Posted: Mon Sep 07, 2009 11:16 am
Guest
Michiel wrote:
Quote:
1) Is there a name for the definition of the set of tokens; preferably
a short name useful for naming identifiers? (I do not like regular
definition since it implies a set of rules I do not follow.)

Not that I know of. What about 'vocabulary'?

In Waite & Goos, the vocabulary V is the (disjoint) union of the sets of
non-terminals and terminals. They first defines ageneral rewriting
system, with sentences members of V*, the set of finite strings (the
free monoid) of V.

One might call non-terminals "(grammar or syntactic) variables", and
terminals "(grammar or syntactic) constants"; a joint name for both
might be "symbols" (or we decided in Bison I think).

Hans
 
Chris F Clark...
Posted: Mon Sep 07, 2009 10:27 pm
Guest
Hans Aberg <haberg_20080406 at (no spam) math.su.se> writes:

Quote:
Michiel wrote:
1) Is there a name for the definition of the set of tokens; preferably
a short name useful for naming identifiers? (I do not like regular
definition since it implies a set of rules I do not follow.)

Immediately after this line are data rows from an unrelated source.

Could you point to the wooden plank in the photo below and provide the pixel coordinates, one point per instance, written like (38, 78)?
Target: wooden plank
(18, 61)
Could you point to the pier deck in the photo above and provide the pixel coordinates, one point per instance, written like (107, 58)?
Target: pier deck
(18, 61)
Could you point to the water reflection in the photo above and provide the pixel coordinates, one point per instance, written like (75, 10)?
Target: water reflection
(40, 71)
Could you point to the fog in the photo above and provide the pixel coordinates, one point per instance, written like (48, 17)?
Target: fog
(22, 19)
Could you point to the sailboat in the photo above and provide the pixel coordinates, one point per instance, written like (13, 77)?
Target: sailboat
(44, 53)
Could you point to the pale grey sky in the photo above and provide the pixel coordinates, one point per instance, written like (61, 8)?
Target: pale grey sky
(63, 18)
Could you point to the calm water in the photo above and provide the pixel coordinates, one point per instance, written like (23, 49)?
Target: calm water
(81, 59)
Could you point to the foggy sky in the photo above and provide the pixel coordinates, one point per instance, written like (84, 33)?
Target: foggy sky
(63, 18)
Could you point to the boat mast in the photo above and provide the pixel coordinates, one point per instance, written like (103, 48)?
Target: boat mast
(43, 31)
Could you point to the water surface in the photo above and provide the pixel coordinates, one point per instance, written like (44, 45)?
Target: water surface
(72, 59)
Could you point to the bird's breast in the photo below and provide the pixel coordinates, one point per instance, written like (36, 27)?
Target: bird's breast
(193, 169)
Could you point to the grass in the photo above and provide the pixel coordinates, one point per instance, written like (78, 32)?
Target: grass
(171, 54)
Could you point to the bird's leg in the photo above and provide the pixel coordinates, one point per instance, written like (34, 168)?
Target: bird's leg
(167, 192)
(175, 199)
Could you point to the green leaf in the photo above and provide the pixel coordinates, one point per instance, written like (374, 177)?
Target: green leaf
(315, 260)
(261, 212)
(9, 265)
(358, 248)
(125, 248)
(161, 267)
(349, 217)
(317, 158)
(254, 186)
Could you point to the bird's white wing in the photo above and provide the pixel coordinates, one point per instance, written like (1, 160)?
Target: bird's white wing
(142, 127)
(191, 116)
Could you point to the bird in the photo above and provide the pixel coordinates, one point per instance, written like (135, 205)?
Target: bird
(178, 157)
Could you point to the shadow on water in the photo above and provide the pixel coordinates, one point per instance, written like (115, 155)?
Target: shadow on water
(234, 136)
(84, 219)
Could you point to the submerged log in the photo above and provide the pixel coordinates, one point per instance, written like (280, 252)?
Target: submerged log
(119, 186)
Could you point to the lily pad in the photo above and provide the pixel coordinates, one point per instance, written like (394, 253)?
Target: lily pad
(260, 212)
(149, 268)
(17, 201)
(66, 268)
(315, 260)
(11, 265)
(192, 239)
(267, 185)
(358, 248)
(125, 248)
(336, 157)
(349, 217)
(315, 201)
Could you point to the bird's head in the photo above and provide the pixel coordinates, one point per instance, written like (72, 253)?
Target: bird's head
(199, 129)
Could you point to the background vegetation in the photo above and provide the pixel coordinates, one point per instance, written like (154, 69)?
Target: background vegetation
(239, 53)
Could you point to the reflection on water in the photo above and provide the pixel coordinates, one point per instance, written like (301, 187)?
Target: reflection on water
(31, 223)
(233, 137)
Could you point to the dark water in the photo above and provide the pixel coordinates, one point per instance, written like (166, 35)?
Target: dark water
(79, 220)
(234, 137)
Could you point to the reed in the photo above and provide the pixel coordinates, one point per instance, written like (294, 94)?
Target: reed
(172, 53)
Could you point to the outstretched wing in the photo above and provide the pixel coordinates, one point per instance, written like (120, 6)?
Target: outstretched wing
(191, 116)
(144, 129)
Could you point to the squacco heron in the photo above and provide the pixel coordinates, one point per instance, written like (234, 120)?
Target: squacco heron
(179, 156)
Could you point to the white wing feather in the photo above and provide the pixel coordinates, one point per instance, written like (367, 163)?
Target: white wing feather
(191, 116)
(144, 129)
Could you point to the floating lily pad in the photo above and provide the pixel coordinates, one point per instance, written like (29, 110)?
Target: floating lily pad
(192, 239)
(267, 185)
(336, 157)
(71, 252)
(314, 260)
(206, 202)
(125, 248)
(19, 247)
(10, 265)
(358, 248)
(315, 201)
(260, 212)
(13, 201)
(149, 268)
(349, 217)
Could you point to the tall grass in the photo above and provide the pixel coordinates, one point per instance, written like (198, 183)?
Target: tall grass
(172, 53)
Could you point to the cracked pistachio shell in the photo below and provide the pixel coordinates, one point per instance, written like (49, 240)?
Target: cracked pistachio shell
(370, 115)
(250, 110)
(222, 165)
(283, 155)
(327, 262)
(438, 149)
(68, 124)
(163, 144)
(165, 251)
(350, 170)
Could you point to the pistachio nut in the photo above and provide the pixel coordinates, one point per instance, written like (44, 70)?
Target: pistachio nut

Not that I know of. What about 'vocabulary'?

In Waite & Goos, the vocabulary V is the (disjoint) union of the sets of
non-terminals and terminals. They first defines ageneral rewriting
system, with sentences members of V*, the set of finite strings (the
free monoid) of V.

One might call non-terminals "(grammar or syntactic) variables", and
terminals "(grammar or syntactic) constants"; a joint name for both
might be "symbols" (or we decided in Bison I think).

While I'm not so foolish as to argue with Waite, Goos, or the Bison
maintainers, epseically when I've Seen V, VT, and VN used rather
universally as the 3 sets of all symbols, terminals, and
non-terminals, there is precedence for vocbulary as VT, given that
Terence Parr uses it in ANTLR if I recall correctly.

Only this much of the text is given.